As an afterthought in storytelling the duo dubbed Pep Magic is behind the music for Netflix’s new animated program “Oni: Thunder God’s Tale.” The tale is based on Japanese mythology and depicts Onari the girl who is independent who lives among mythical creatures and gods in the mountains of Mount Kamigami. Her father Naridon is also on the mountain, and he wields his power through his the taiko (Japanese “drum”) Johnston and Roberts worked together alongside Daisuke Tsutsumi Daisuke Tsutsumi, who was the creator of Oni. This allowed the visual and musical ideas to spark one another’s imagination and enrich the other.

“We think of visuals almost musically in an odd way and we require their help to even write a story or make art,” Tsutsumi tells Variety in a revealing interview, highlighting how Johnston and Roberts are as good filmmakers as composers. They blend traditional Japanese instruments with contemporary synths to create a musically driven score. Johnston says “Our primary concern when we started it was to honor Japanese music, yet make it ours.” Pep Magic are longtime collaborators of Tonko House co-founders Tsutsumi and Robert Kondo, first scoring the animation.

Using Tsutsumi’s support and guidance and guidance, the composers felt secure enough to discover the mythological universe of Oni by way of music. They spent endless hours studying the art of taiko drumming , as well as the traditional Japanese scales. Tsutsumi gave the composers with personal reference materials in the form of traditional songs and chants that which he was taught as a kid in Japan. “I think that when they bring back their distinctive method and solution oftentimes, it feels genuine,” Tsutsumi says. The reason is that I’m nostalgic to hear their melodies.

It was essential to Tsutsumi to bring in a wide range of Japanese musicians for the animation masterpiece, Johnston says. “We had the privilege to have a dialogue with them and give them feedback on each of their takes,” Johnston says about the musicians. It was great to let the musicians do what they want, but it was also very enjoyable taking a few shots as they let the musicians have their way.

Roberts declares, “She brought such emotion to the piece that I thought we were all trying to not be tearful when she first started her playing.” “Both the taiko, and the flute added so much emotion and passion to the score.

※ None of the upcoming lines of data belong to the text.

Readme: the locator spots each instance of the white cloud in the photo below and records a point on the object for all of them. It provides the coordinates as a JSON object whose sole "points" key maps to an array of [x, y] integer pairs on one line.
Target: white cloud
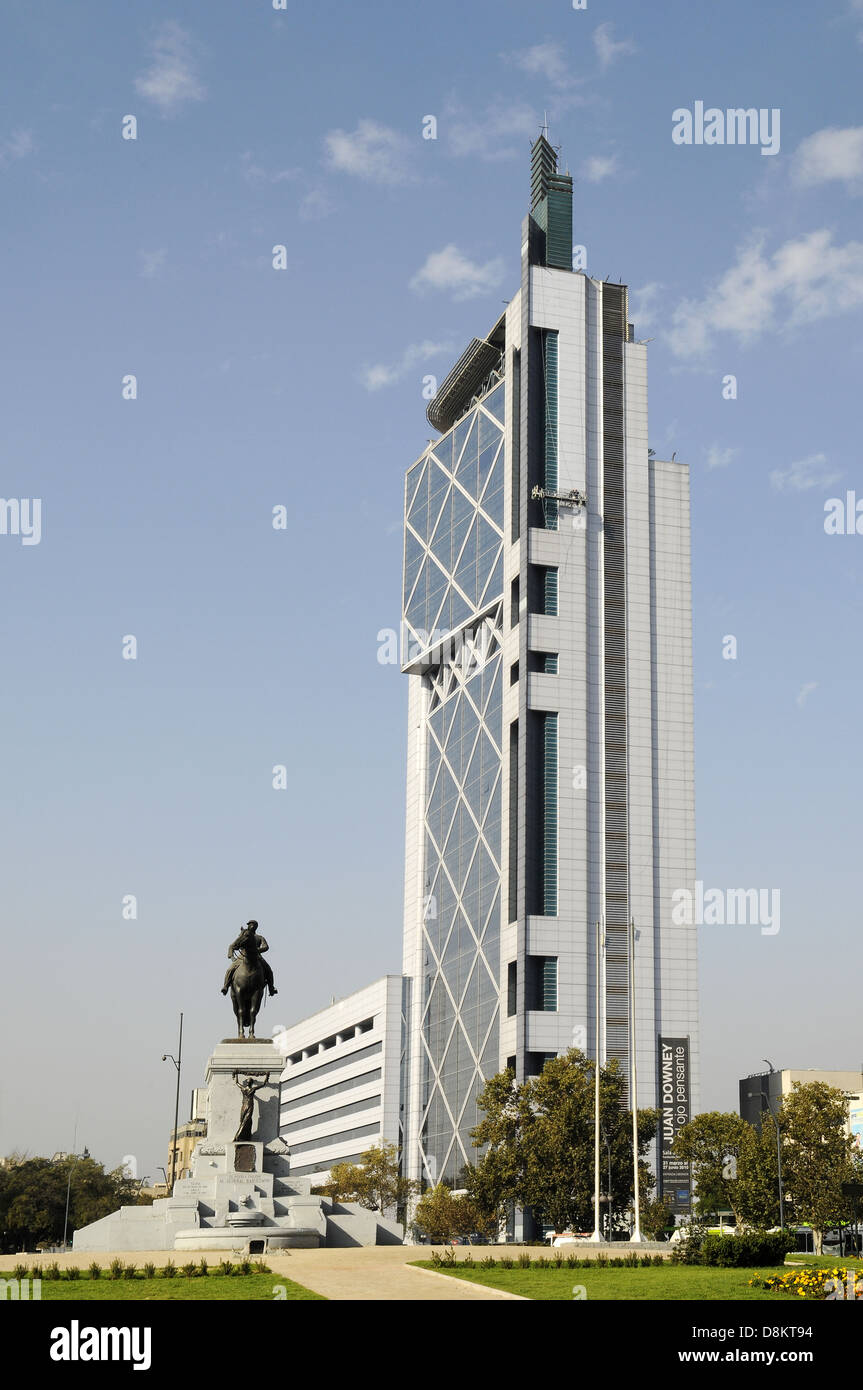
{"points": [[17, 146], [803, 474], [171, 79], [449, 270], [544, 60], [373, 152], [599, 167], [720, 458], [806, 278], [830, 154], [316, 205], [607, 49], [152, 263], [502, 131], [384, 375], [805, 692]]}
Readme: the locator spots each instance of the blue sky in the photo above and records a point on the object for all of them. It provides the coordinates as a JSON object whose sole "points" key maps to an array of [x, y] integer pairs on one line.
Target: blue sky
{"points": [[303, 388]]}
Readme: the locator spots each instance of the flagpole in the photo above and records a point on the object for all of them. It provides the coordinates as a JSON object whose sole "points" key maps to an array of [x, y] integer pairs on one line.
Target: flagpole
{"points": [[637, 1235], [596, 1235]]}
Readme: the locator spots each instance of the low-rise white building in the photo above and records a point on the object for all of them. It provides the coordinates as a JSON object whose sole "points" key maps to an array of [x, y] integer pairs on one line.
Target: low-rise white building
{"points": [[341, 1080]]}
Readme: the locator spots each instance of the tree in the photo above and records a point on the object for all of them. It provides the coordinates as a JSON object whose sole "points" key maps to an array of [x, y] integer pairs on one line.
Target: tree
{"points": [[343, 1183], [444, 1215], [539, 1140], [656, 1215], [758, 1182], [816, 1155], [34, 1193], [709, 1143], [487, 1198], [374, 1182]]}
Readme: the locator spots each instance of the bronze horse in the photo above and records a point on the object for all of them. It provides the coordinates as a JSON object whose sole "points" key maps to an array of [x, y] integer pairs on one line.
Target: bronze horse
{"points": [[248, 984]]}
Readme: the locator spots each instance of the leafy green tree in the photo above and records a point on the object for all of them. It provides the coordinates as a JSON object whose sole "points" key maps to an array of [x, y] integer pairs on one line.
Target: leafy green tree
{"points": [[374, 1182], [539, 1141], [816, 1155], [343, 1183], [34, 1191], [712, 1144], [445, 1215], [487, 1197], [758, 1183], [656, 1215]]}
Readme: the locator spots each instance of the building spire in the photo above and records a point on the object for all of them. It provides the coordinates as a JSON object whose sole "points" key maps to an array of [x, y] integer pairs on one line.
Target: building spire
{"points": [[552, 203]]}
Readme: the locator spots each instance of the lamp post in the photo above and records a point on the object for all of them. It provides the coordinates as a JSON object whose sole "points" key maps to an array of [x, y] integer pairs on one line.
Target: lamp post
{"points": [[68, 1190], [606, 1140], [765, 1094], [177, 1061]]}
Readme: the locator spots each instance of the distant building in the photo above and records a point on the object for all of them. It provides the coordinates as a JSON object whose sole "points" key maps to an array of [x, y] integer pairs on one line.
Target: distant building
{"points": [[341, 1079], [548, 648], [182, 1140], [766, 1090]]}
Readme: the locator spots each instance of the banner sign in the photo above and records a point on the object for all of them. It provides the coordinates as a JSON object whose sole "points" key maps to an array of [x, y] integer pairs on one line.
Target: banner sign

Visuals and music were essential in conveying the mystery and fantastical elements of Oni, from Mount Kamigami’s scenery to the residents. “I am really enjoying watching the themes change as the characters develop – it’s really rewarding and really emotionally,” says Johnston. “I feel like we spent more than two years watching these characters and they’re etched into our brains.” Tsutsumi says “They are storytelling masters.” As a director, the thing I really care about is that the scenes are genuine. They will always focus on the emotions of the scene, which is what I react to in my role as an audience member.

Everyone can learn from each other

It’s obvious that Roberts is a huge fan of both the taiko as well as the flute, and she considers that they bring lots of emotions and humanity to the music. Additionally, she believes they play effectively together, making powerful and warm sound.